还好我没有什么要命的大病,我暗自庆幸,也没有人会要我的命。
满打满算,距离那顿云吞已经过去了三个多月。我很遗憾地发现我适应得很快,不出一个星期我就把朱朝阳给忘了。他非要闹成这样,我只能奉陪。只是我常常回忆起当时朱朝阳那张我讨厌的脸,还有他说的话。
小病小痛?真的是小病小痛吗?时间太久远了,当时的我……
回忆似乎不能美化任何东西。我以前是个坏人,所以我没法反驳朱朝阳。他再怎么指责我,他都是对的。他变成今天这个样子,也有我一份。
朱朝阳还会有其他的真心朋友吗?如果有的话,他会不会把他的过去告诉他们呢?我努力地活成人见人爱的敏敏姐,他随时都可以毁了我。或许有很多人知道朱朝阳的过去,可我的过去只有他知道。他作为一个受害者,已经很宽宏大量了。

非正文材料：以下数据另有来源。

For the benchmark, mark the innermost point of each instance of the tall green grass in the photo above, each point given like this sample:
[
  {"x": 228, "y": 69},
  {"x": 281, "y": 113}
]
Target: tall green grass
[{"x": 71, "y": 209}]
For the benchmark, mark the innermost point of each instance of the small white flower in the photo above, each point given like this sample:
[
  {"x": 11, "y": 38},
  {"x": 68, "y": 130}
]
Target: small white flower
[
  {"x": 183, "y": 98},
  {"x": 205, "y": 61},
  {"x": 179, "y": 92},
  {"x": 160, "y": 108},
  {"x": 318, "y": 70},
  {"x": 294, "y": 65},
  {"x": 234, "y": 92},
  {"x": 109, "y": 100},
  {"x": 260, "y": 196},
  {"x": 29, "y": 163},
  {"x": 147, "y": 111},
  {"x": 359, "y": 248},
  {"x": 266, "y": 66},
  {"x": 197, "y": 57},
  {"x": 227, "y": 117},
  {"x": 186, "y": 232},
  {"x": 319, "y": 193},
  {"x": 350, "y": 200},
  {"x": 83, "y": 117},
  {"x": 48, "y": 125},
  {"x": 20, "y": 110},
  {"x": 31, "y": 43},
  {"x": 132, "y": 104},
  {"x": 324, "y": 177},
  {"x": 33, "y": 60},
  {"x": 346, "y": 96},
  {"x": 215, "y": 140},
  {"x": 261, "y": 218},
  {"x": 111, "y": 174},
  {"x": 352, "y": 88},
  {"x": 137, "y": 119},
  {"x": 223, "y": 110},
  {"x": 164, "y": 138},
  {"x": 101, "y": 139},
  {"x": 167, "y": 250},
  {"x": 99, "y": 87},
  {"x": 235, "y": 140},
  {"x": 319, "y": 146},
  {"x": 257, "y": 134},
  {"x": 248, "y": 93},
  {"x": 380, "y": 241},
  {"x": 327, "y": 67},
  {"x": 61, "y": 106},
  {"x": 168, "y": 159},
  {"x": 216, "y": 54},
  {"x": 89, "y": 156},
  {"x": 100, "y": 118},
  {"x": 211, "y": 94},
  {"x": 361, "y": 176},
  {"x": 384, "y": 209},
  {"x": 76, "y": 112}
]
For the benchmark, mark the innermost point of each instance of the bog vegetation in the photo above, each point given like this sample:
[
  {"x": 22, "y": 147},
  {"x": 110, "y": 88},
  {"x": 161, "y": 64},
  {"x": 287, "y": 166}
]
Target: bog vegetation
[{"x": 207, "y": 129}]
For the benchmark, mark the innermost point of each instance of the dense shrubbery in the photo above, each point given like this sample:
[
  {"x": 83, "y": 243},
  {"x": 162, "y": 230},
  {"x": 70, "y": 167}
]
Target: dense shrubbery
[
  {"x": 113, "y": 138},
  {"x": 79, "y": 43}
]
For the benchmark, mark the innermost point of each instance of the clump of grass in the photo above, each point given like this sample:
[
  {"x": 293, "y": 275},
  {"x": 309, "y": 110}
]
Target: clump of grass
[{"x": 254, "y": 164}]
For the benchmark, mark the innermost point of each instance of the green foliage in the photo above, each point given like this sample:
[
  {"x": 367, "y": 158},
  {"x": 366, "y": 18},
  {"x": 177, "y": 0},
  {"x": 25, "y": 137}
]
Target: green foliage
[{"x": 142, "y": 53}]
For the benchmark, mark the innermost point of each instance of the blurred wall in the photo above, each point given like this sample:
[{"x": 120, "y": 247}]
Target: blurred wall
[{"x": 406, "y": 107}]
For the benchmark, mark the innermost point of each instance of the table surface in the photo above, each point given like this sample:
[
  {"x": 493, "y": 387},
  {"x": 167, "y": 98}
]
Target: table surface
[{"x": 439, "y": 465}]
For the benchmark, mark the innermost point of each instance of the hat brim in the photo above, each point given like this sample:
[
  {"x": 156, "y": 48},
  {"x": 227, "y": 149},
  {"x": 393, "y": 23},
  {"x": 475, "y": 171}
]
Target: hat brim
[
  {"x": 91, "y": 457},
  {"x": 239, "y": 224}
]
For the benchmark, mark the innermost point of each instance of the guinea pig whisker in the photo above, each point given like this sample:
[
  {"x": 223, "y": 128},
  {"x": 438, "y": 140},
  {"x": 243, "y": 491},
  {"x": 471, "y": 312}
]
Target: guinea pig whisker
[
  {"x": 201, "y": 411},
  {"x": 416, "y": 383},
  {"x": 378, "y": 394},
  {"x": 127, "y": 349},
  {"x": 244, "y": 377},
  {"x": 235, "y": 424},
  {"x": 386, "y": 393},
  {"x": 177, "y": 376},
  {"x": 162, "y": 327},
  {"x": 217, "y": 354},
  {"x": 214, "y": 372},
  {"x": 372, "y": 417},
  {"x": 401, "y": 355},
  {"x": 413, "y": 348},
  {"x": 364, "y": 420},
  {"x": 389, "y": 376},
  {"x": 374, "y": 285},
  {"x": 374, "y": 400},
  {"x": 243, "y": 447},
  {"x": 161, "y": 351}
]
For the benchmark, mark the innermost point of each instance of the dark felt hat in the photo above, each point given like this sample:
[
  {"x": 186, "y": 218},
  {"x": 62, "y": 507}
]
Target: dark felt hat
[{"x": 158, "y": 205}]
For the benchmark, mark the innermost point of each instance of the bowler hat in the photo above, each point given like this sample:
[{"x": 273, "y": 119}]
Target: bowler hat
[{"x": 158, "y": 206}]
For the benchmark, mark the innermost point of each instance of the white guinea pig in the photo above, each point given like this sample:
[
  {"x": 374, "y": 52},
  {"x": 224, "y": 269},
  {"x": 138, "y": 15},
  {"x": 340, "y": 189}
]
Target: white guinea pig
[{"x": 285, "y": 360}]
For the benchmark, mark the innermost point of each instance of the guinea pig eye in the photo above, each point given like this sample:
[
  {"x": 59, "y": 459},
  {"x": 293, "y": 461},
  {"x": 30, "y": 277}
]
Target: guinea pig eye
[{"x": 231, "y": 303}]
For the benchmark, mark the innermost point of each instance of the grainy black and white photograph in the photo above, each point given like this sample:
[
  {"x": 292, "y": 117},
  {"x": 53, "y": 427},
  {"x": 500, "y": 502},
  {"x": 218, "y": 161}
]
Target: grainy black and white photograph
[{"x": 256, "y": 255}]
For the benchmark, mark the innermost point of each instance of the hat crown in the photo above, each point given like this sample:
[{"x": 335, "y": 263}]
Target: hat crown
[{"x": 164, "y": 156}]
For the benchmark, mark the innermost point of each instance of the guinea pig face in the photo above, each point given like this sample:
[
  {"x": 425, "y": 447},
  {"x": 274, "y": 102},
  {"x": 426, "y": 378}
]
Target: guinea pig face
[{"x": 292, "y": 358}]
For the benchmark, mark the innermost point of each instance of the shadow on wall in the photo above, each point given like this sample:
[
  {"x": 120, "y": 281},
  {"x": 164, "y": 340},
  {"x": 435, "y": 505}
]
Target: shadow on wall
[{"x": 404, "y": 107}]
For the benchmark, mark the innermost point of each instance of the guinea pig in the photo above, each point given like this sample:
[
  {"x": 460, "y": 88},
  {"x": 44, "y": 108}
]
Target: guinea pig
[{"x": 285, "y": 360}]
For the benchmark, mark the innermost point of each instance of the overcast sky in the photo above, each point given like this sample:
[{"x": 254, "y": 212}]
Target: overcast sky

其实,我宁愿朱朝阳恨我,那样我好歹良心过得去。以前他说他原谅我,现在估计是装不下去了吧,也好,我无话可说。
休业式,朱朝阳没来。
我站在年级排行榜前发呆。一个一个的名字从我眼前飞过,我却什么都没看进去。
“哦哟!敏敏姐,不错呀!”狗子吊儿郎当地走过来拍了拍我的肩膀,我的目光这才在自己的名字上定格。
年级第三,叶驰敏。
年级第四,朱朝阳。
我笑了,却不怎么开心。就算我们已经三个多月没有说过话,我好像还是很在意朱朝阳。重点班高手云集,朱朝阳当不了第一名很正常。这一次期末考其实算是我的超常发挥,但我不想看到我的名字在朱朝阳的上面。
“嗯,是不错。”
“啧啧啧啧啧……”年级第二孙宇哲站在我旁边咂嘴。宇哥双手背在身后,拿着他捧哏时舞来舞去的折扇,一看就是入戏太深忘了出来。他啧啧啧了好一会儿,突然咔地一下打开折扇扇起风来,上头赫然写着四个毛笔隶书字:宇哥最帅。
好家伙,宁一监真是人才辈出。
年级第一是张梓轩,他的眼镜已经像瓶底那么厚了。我还没来得及道喜,他就一个人转身走了,背影很落寞。我想,他应该是真的很喜欢杜雅婷吧,可是杜雅婷已经转学走了。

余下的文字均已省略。